Technologies used in Open Context
Current development efforts aim to make Open Context easier to adapt to meet the user experience requirements for different applications and user communities. To support greater flexibility in interface composition, Open Context development is currently continuing to implement XML/XSLT technologies. These will allow great flexibility in customizing content presentation and user interface tools and will enable Open Context to support rapid prototyping and iterative design techniques typical of user experience optimization methods. Finally, a major motivation for the XML/XSLT development focus is to facilitate the creation of simple, RESTful web services that will enable machine-to-machine interoperability and facilitate "mashups" of Open Context content with content from other data sources on the Web.
All source code is released under a GNU-GPL version 3 open source license. Click here to access the code repository.

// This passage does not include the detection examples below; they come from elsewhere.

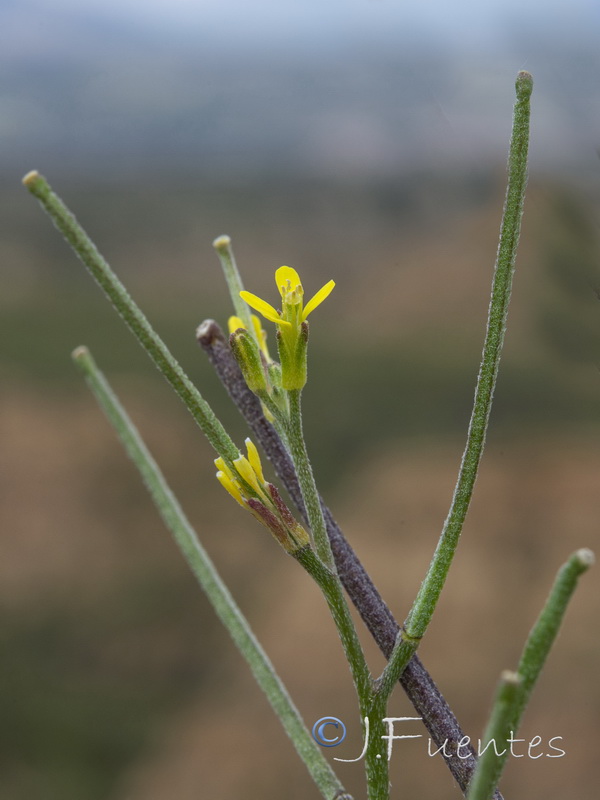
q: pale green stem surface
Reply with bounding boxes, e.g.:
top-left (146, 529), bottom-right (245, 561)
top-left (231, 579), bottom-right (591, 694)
top-left (400, 72), bottom-right (533, 644)
top-left (296, 548), bottom-right (389, 800)
top-left (467, 670), bottom-right (521, 800)
top-left (213, 236), bottom-right (258, 344)
top-left (23, 172), bottom-right (240, 466)
top-left (73, 347), bottom-right (351, 800)
top-left (513, 547), bottom-right (594, 731)
top-left (286, 389), bottom-right (335, 570)
top-left (286, 389), bottom-right (389, 800)
top-left (468, 548), bottom-right (594, 800)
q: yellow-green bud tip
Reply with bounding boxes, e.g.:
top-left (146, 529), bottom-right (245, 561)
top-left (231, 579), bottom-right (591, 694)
top-left (23, 169), bottom-right (41, 186)
top-left (575, 547), bottom-right (596, 569)
top-left (71, 344), bottom-right (90, 361)
top-left (515, 69), bottom-right (533, 98)
top-left (500, 669), bottom-right (522, 686)
top-left (213, 235), bottom-right (231, 250)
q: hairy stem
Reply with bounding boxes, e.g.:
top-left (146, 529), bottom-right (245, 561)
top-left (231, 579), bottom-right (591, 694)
top-left (23, 171), bottom-right (240, 465)
top-left (404, 72), bottom-right (533, 644)
top-left (198, 320), bottom-right (502, 800)
top-left (73, 347), bottom-right (352, 800)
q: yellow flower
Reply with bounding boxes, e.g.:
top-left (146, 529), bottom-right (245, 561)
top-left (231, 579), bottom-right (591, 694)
top-left (240, 267), bottom-right (335, 328)
top-left (215, 439), bottom-right (268, 507)
top-left (240, 267), bottom-right (335, 391)
top-left (215, 439), bottom-right (310, 554)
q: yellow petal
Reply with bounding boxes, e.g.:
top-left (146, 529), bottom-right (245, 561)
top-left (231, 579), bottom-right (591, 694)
top-left (246, 439), bottom-right (265, 483)
top-left (250, 314), bottom-right (271, 362)
top-left (233, 456), bottom-right (261, 493)
top-left (240, 292), bottom-right (290, 325)
top-left (240, 292), bottom-right (291, 325)
top-left (275, 267), bottom-right (302, 297)
top-left (227, 317), bottom-right (246, 333)
top-left (302, 281), bottom-right (335, 322)
top-left (217, 470), bottom-right (246, 508)
top-left (215, 456), bottom-right (235, 481)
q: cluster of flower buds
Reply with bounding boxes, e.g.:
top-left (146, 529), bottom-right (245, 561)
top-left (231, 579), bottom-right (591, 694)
top-left (230, 267), bottom-right (335, 402)
top-left (215, 439), bottom-right (310, 554)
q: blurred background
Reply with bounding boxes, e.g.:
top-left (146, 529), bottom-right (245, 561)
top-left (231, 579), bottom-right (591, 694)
top-left (0, 0), bottom-right (600, 800)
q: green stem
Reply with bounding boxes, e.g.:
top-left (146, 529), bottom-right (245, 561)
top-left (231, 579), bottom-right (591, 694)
top-left (73, 347), bottom-right (351, 800)
top-left (23, 172), bottom-right (239, 465)
top-left (293, 547), bottom-right (371, 704)
top-left (400, 72), bottom-right (533, 644)
top-left (287, 389), bottom-right (335, 570)
top-left (287, 389), bottom-right (389, 800)
top-left (294, 548), bottom-right (389, 800)
top-left (213, 236), bottom-right (258, 336)
top-left (467, 670), bottom-right (521, 800)
top-left (514, 548), bottom-right (594, 730)
top-left (468, 548), bottom-right (594, 800)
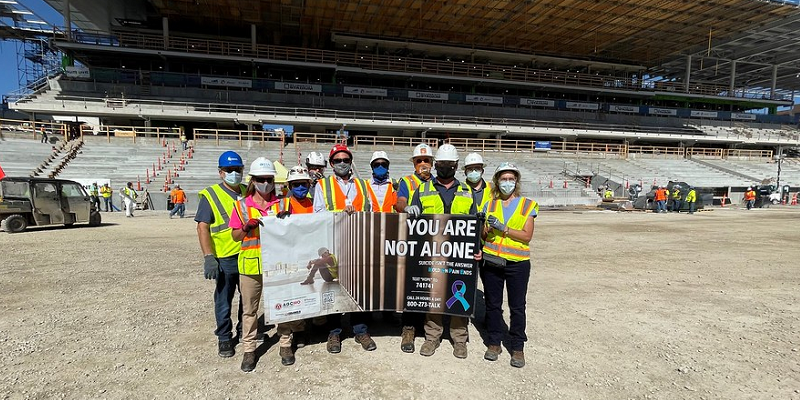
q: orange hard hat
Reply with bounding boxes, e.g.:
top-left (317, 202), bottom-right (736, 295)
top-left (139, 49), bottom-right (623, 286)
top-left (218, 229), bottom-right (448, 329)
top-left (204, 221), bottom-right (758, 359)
top-left (328, 144), bottom-right (353, 162)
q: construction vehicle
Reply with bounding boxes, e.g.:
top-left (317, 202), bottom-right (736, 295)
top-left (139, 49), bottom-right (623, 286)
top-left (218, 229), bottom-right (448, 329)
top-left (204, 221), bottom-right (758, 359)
top-left (0, 177), bottom-right (101, 233)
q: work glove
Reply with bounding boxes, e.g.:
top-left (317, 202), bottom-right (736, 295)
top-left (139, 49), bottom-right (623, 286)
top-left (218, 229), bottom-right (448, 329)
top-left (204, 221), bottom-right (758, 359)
top-left (242, 218), bottom-right (264, 232)
top-left (276, 211), bottom-right (292, 219)
top-left (486, 215), bottom-right (506, 232)
top-left (403, 206), bottom-right (422, 218)
top-left (203, 254), bottom-right (219, 279)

Open Context is an open source project built with commonplace open source web technologies, including PHP (using the Zend framework), MySQL, Dojo Ajax, and most recently deployed, Apache-Solr. Apache-Solr is used to support Open Context's faceted search interface and web services. This feature allows users to find items based on more than one dimension and according to project-specific taxonomies, which is ideal for exploratory browsing. Initially implemented in MySQL, this faceted browsing feature suffered increasing greater performance problems as Open Context's collection grew. In order to have more scalable support for faceted navigation, we implemented Apache-Solr, an application that supports very demanding sites, including the Internet Archive, Netflix, and CNET, where it was first developed. Apache-Solr is gaining popularity in the digital library community, and cloud-based implementations of Solr can be very scalable. The main challenge in this development effort was finding ways to implement ArchaeoML's recursive data structures in Solr's fairly "flat" indexing schema.
Open Context's implementation of Solr is very modular, and can be installed on other systems. We will shortly release a plugin for Omeka, a small museums collection management application, that once installed, will give Omeka faceted navigation and web-services like Open Context.
Like OCHRE, Open Context now host many different projects, with different methodologies, recording systems, and temporal and geographic coverage. This wide applicability lowers costs, since a common set of ArchaeoML-based software and database tools can be used for many projects without any additional software development.While ArchaeoML (see the "concepts" page) is very useful for cultural heritage data management and dissemination (and can even see application in areas as diverse as Public Health and environmental biology), there are many scenarios where users where may want to work with ArchaeoML content in other applications and systems. Some of these scenarios include combining ArchaeoML data with data from other collections. Open Context, or any other cultural heritage data system, cannot always meet the diverse needs of all users. For example, content drawn from Open Context could be far more interesting to some users when visualized in GoogleEarth along with datasets from other sources. Thus, Open Context implements a variety of powerful web-services to make it easier to work with other systems.
Atom-based Web services represent an important aspect of data portability. They can enable mash-ups use of cultural heritage content without requiring adherence to complex and difficult semantic frameworks or cumbersome (WS*/SOAP) Web services. Atom allows users to incrementally work with richer data structures and semantic markup as they need and as they have the capacity. When combined with faceted search features such as those offered by Open Context, Atom implementations can also benefit from sophisticated semantic frameworks that enable more specific and relevant retrieval of content than possible through keyword text searches. In this regard, the Open Context Atom implementation generates feeds requested through a sophisticated faceted query interface that accepts many parameters and Boolean operators. This enables users to take advantage of Open Context's ArchaeoML-based data structures and sophisticated index in order to make search requests with constraints specified in a number of dimensions.
Many such web-services are starting to see wider implementation in the cultural heritage sector. Several museums and heritage organizations, including the National Maritime Museum (London), the Powerhouse Museum (Sydney) and others implement the Open Search protocol to output keyword search requests as RSS feeds. One of the first major Atom implementations is in the Pleiades ancient world-mapping project. Pleiades offers a variety of Atom representations for both query and search results, as well as requests for specific records. The ease of creating and using Atom-based Web services, coupled with Atom's wide support in popular applications, has generated great enthusiasm for this content syndication approach.